How to reach the 0.5 target?

  • As of now, the world is striving to prevent the temperature rise beyond 2 degrees Celsius, in accordance with the stated objective of the Paris Agreement of 2015.
  • To meet that target, the aim is to reduce greenhouse gases by only 20 per cent, from 2010 levels, by the year 2030 and achieve a net-zero emission level by the year 2075.
  • Net-zero is achieved when the total emissions is balanced by the amount of absorption or removal of carbon dioxide through natural sinks or technological interventions.

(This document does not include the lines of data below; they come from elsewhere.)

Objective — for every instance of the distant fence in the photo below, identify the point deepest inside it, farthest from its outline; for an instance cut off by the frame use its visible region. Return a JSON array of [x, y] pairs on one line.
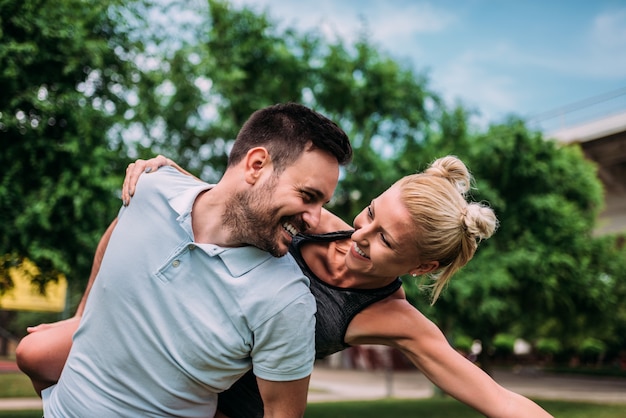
[[593, 108]]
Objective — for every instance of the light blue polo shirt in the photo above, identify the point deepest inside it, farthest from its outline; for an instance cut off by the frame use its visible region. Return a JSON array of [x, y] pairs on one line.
[[169, 323]]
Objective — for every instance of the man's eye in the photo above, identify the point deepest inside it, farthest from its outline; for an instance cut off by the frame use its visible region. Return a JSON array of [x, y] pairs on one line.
[[382, 237]]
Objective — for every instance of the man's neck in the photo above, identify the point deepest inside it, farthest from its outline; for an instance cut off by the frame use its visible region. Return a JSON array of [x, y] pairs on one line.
[[206, 219]]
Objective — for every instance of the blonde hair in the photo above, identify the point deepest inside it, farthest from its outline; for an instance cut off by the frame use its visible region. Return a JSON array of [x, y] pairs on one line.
[[448, 228]]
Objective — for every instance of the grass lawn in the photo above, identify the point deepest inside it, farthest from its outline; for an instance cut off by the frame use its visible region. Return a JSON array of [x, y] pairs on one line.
[[447, 408], [431, 408], [18, 385]]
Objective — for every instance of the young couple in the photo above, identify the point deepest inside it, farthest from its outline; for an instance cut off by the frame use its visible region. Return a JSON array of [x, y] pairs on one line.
[[207, 310]]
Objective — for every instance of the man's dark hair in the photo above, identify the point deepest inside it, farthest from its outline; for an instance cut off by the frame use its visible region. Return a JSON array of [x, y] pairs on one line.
[[285, 130]]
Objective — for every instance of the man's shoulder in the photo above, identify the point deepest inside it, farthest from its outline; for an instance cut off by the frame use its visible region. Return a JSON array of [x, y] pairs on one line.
[[168, 178]]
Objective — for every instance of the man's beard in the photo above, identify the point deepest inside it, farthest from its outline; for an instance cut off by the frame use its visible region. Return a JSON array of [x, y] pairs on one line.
[[252, 219]]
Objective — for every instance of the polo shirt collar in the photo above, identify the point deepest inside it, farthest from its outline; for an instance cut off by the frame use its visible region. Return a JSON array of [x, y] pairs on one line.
[[238, 260]]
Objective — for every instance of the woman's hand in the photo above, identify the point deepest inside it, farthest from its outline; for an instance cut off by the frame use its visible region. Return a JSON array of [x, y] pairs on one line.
[[43, 327], [136, 169]]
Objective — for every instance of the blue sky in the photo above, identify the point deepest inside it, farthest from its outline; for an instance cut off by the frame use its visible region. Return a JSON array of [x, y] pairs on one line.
[[497, 56]]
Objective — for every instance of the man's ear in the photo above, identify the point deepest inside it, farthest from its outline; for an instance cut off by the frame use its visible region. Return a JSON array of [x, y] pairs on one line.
[[257, 161]]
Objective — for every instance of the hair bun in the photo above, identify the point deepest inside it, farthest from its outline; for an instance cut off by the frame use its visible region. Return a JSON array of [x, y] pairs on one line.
[[452, 169]]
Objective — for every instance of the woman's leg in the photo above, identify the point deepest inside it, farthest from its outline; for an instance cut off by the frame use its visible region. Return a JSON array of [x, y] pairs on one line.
[[42, 354]]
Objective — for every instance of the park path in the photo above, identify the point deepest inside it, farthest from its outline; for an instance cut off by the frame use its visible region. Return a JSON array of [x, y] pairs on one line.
[[329, 385]]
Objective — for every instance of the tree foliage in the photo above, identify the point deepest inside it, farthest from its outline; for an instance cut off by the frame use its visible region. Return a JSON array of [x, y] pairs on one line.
[[61, 77]]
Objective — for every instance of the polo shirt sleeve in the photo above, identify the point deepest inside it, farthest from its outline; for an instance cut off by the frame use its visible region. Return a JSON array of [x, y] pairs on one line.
[[284, 345]]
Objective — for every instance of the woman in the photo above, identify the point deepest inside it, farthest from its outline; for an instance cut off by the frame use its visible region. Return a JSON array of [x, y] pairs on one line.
[[422, 225]]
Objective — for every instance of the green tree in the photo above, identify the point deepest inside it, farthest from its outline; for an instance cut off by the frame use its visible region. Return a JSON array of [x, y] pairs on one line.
[[65, 67], [543, 261]]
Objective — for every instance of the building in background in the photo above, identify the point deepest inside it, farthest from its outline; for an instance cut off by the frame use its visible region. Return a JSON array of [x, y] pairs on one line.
[[598, 125]]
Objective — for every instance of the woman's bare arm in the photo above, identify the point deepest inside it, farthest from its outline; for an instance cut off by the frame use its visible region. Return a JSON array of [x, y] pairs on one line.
[[396, 323]]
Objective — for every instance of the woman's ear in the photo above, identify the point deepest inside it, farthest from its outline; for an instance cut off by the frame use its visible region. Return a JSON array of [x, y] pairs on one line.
[[425, 268], [256, 161]]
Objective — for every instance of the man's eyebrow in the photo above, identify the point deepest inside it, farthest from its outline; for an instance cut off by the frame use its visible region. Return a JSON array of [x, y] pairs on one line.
[[317, 194]]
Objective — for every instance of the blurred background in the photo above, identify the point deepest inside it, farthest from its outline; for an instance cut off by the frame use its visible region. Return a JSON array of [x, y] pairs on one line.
[[531, 95]]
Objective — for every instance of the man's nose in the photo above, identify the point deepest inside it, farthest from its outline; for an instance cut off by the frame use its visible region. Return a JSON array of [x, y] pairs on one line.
[[312, 216]]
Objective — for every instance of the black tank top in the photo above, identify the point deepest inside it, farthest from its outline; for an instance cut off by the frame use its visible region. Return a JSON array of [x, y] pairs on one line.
[[336, 307]]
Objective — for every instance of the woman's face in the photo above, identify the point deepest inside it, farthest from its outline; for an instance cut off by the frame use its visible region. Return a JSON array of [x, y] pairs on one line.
[[382, 243]]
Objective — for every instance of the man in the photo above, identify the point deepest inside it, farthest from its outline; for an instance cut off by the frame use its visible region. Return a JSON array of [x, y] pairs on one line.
[[188, 296]]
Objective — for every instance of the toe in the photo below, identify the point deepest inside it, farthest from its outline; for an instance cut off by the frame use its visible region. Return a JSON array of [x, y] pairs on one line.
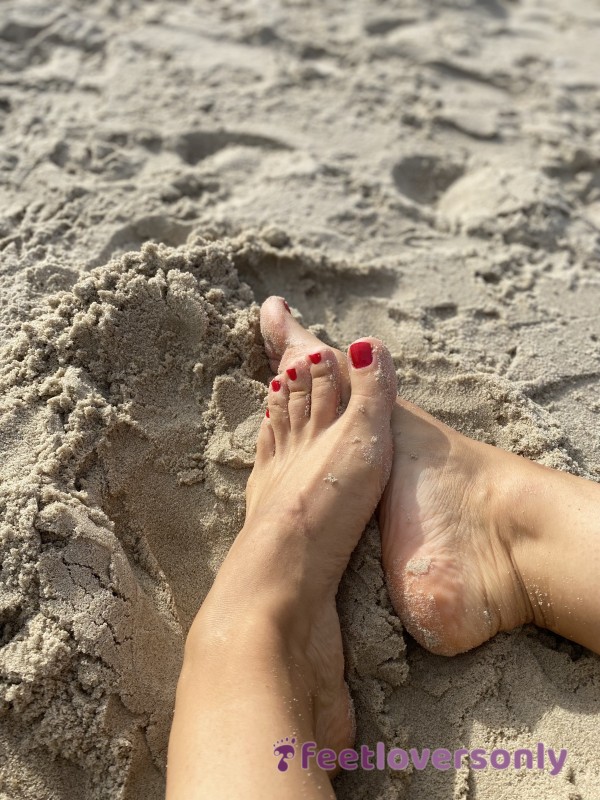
[[372, 378], [277, 402], [265, 444], [298, 380], [282, 332], [325, 393]]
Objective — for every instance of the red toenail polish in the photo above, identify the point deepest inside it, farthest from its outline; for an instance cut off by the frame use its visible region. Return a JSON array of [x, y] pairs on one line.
[[361, 354]]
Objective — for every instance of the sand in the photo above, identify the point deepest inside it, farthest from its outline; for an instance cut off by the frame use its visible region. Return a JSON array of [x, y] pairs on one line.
[[424, 172]]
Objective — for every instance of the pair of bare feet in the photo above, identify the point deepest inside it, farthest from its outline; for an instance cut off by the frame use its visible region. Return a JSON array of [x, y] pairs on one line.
[[460, 521]]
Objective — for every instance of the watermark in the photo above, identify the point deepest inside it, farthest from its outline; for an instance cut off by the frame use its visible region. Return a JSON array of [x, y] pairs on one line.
[[539, 757]]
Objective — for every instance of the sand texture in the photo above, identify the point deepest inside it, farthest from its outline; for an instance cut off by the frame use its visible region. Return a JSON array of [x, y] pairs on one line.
[[425, 172]]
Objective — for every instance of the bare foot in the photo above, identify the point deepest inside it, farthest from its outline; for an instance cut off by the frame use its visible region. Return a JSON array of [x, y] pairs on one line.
[[318, 477], [447, 547]]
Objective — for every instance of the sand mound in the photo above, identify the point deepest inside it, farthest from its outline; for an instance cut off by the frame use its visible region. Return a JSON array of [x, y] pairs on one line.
[[130, 406]]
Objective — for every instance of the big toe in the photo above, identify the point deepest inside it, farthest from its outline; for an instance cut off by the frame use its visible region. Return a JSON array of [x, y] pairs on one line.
[[373, 393]]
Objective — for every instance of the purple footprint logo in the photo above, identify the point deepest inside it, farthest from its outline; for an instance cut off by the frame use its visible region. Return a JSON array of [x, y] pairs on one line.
[[286, 750]]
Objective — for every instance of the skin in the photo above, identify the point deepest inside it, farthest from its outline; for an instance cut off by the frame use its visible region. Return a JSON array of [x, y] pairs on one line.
[[264, 658], [474, 540]]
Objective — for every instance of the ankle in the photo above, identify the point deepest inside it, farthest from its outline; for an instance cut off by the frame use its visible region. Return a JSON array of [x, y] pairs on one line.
[[520, 492]]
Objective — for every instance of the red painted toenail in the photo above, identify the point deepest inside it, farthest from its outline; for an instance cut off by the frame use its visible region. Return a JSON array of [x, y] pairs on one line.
[[361, 354]]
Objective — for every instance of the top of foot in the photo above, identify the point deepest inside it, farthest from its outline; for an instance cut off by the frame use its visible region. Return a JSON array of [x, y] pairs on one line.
[[448, 566]]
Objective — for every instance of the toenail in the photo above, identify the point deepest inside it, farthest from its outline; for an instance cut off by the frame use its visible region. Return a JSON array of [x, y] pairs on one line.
[[361, 354]]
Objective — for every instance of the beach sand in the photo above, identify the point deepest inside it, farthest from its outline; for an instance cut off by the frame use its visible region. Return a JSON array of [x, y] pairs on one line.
[[424, 172]]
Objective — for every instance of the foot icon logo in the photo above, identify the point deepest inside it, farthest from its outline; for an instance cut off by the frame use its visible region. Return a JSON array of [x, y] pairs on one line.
[[285, 749]]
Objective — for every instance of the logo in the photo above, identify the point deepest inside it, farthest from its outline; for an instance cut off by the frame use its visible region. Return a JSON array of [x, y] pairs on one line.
[[286, 750], [538, 757]]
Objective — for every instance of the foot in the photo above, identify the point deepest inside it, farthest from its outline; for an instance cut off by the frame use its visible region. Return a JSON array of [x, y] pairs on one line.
[[446, 543], [318, 476]]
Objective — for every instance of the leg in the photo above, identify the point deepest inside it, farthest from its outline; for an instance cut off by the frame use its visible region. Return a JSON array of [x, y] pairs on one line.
[[264, 656], [475, 540]]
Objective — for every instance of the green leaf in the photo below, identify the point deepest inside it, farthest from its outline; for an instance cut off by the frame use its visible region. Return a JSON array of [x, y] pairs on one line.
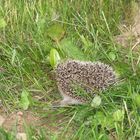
[[71, 51], [136, 99], [118, 115], [112, 56], [54, 57], [56, 32], [2, 23], [24, 101], [96, 101]]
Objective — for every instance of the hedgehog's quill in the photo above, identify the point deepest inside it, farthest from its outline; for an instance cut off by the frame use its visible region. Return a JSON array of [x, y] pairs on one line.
[[91, 76]]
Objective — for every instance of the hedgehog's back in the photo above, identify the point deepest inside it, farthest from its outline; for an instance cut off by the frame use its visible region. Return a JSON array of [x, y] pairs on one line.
[[93, 76]]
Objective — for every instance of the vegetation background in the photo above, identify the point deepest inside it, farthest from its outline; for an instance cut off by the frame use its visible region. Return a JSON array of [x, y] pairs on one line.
[[36, 35]]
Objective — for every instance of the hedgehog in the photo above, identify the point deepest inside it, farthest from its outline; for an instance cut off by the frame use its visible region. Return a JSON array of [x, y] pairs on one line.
[[91, 77]]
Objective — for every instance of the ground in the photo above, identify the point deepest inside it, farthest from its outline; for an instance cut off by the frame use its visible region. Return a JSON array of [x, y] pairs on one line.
[[35, 36]]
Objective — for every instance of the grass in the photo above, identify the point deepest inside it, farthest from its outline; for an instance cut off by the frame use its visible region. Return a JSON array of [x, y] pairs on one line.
[[89, 26]]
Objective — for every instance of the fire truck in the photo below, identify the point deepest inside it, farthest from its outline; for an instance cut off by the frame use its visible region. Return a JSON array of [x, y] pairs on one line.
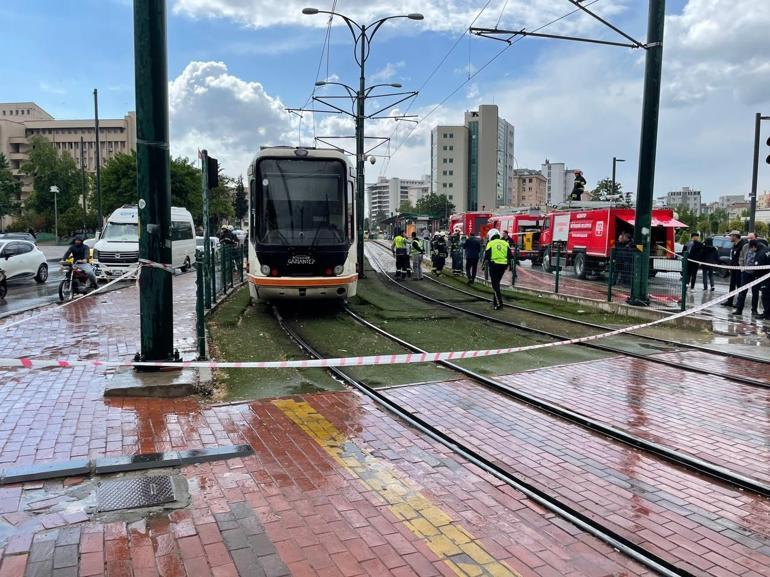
[[524, 229], [585, 238], [469, 222]]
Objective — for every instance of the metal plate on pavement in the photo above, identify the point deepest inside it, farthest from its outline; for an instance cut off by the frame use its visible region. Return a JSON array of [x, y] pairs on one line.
[[134, 493]]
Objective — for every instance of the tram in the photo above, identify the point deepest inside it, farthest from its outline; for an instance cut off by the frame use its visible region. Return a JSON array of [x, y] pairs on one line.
[[302, 242]]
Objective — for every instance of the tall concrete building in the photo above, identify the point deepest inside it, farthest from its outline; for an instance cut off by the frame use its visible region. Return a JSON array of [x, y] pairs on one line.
[[387, 194], [473, 164], [20, 121], [529, 188], [688, 197], [559, 181]]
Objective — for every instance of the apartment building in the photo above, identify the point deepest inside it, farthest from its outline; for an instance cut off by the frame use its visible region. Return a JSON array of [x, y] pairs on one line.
[[473, 163], [21, 121], [529, 188], [387, 194]]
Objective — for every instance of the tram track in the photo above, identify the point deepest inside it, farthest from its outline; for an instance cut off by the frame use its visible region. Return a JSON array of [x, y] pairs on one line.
[[583, 521], [593, 345]]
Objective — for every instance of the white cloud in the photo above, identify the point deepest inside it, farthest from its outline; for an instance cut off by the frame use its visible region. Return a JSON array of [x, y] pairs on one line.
[[210, 108], [387, 73], [441, 15]]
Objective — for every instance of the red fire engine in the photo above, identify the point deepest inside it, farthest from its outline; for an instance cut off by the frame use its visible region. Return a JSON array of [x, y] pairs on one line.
[[468, 222], [524, 229], [585, 237]]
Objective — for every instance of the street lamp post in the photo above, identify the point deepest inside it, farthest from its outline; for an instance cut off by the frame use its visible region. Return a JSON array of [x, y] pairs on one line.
[[55, 191], [362, 35], [614, 162]]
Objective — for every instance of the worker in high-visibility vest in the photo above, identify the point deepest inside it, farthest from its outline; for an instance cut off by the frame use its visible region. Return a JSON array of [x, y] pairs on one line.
[[401, 252], [497, 258]]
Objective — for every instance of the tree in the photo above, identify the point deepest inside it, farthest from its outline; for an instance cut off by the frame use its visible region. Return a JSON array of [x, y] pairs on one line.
[[240, 202], [435, 205], [604, 189], [49, 168], [10, 191], [118, 183]]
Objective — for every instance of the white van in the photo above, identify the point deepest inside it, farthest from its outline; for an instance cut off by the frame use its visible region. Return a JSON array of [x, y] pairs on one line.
[[117, 250]]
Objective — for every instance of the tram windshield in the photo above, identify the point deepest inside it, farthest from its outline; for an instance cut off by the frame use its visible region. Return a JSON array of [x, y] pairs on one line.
[[302, 201]]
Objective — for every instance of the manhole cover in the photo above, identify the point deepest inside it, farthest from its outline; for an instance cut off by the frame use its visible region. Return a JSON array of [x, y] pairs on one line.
[[133, 493]]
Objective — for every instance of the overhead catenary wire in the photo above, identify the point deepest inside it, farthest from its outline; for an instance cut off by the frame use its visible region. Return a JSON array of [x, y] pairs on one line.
[[472, 76]]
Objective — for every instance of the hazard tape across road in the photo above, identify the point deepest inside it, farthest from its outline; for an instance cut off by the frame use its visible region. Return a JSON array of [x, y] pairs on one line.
[[401, 359]]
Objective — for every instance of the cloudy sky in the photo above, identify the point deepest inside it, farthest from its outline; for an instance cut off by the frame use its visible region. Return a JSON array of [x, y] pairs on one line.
[[235, 65]]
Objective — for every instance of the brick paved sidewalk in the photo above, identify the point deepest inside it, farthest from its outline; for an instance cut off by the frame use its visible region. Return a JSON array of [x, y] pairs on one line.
[[335, 487], [718, 420], [702, 527]]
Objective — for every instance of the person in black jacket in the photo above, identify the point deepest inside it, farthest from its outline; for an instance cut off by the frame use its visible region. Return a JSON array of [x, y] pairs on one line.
[[709, 255], [762, 258], [472, 253], [735, 255]]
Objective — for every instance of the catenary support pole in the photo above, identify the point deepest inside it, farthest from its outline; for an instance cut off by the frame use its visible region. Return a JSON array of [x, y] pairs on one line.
[[153, 179], [360, 160], [647, 149], [754, 173], [98, 158]]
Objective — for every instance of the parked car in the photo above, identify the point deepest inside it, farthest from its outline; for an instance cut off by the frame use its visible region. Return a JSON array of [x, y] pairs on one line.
[[199, 246], [18, 236], [21, 258]]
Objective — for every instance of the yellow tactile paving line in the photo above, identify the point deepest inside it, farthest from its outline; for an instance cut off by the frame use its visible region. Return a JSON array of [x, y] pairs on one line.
[[452, 544]]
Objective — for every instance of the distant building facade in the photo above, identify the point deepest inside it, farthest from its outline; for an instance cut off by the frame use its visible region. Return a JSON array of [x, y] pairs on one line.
[[529, 188], [20, 121], [688, 197], [387, 194], [473, 164]]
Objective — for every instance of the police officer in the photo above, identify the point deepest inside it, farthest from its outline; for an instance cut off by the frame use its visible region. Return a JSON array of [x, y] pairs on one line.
[[497, 257], [401, 252]]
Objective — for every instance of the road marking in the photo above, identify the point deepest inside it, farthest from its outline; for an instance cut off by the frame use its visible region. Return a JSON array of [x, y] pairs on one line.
[[461, 551]]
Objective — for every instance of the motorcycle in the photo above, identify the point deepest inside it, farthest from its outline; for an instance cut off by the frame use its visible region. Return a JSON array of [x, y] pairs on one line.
[[75, 282], [3, 285]]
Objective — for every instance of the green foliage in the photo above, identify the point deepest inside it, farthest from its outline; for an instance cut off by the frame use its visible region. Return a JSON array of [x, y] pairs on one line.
[[240, 202], [49, 168], [118, 183], [435, 205], [10, 189]]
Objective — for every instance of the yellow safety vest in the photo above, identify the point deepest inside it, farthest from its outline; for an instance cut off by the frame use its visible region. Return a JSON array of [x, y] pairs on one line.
[[499, 251], [399, 242]]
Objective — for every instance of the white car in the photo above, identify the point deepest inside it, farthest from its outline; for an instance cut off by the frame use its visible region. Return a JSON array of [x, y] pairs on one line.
[[21, 258]]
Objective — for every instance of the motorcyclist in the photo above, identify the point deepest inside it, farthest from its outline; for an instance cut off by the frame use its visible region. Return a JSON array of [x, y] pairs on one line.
[[79, 253]]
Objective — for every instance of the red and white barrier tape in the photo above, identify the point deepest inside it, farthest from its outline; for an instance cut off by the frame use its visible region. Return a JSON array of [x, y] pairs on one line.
[[28, 363], [713, 265]]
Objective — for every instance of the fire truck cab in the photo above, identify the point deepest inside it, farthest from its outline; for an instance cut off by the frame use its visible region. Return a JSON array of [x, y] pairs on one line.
[[468, 222], [584, 238], [524, 229]]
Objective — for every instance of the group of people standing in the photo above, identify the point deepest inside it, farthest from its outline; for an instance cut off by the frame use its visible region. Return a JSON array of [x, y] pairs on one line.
[[745, 252], [496, 255]]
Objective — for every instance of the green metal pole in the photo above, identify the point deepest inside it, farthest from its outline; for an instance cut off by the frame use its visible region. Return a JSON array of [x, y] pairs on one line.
[[213, 272], [199, 309], [647, 149], [685, 276], [206, 231], [153, 181], [611, 272], [360, 160]]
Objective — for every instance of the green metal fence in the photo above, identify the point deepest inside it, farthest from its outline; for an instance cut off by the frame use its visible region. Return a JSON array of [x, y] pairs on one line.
[[217, 276]]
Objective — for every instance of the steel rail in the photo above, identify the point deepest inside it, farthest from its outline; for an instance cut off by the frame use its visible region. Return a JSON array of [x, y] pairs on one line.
[[592, 345], [580, 520]]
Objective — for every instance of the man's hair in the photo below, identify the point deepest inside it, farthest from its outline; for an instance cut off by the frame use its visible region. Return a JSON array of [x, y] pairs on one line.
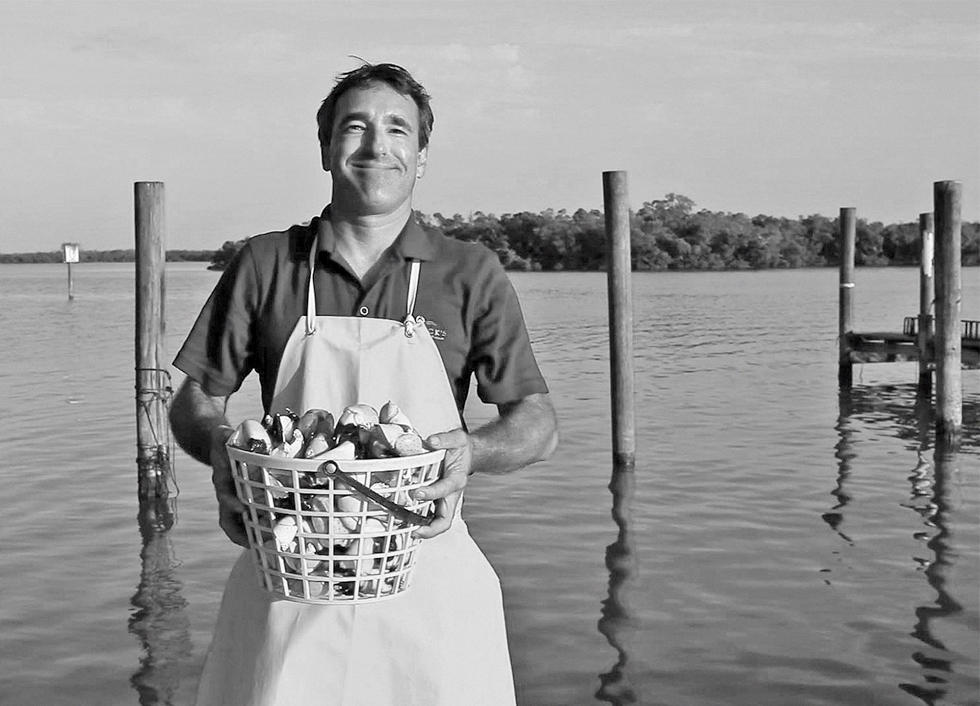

Is the 1.5°C target attainable?

  • The IPCC report suggests possible pathways to attain the 1.5°C objective.
  • Any such path would involve much sharper and quicker emission cuts by big emitters like China, the US, the European Union and India, than what these countries currently plan to do.
  • However, their publicly declared planned actions currently are not big enough to achieve even the 2°C target.
  • In Paris in 2015, the countries had acknowledged that if they failed to do more, annual emissions of carbon dioxide could touch 55 billion tonnes in 2030.

Problem of CO2:

  • Carbon dioxide, the main greenhouse gas responsible for global warming, stays in the atmosphere for 100-150 years.
  • That means even if all greenhouse gas emissions were to somehow miraculously stop all of a sudden, the concentration of carbon dioxide in the atmosphere would remain at the current levels for many years to come.
  • That is why there is a significant interest these days in technologies that can physically remove the carbon dioxide in the atmosphere and store it somewhere, either temporarily or permanently.
  • Caron Dioxide Removal (CDR) would be used to compensate for residual emissions.reduce its concentrations.
  • But the technologies for CDR are still undeveloped and untested.

Way Forward:

  • Limiting warming to the lower goal is not impossible but will require unprecedented changes
  • To limit warming to the lower temperature goal, the world needs “rapid and far-reaching” changes in energy systems, land use, city and industrial design, transportation and building use, the report said.
  • Meeting the more ambitious goal would require immediate, draconian cuts in emissions of heat-trapping gases and dramatic changes in the energy field.
  • It is up to governments to decide whether those unprecedented changes are acted upon.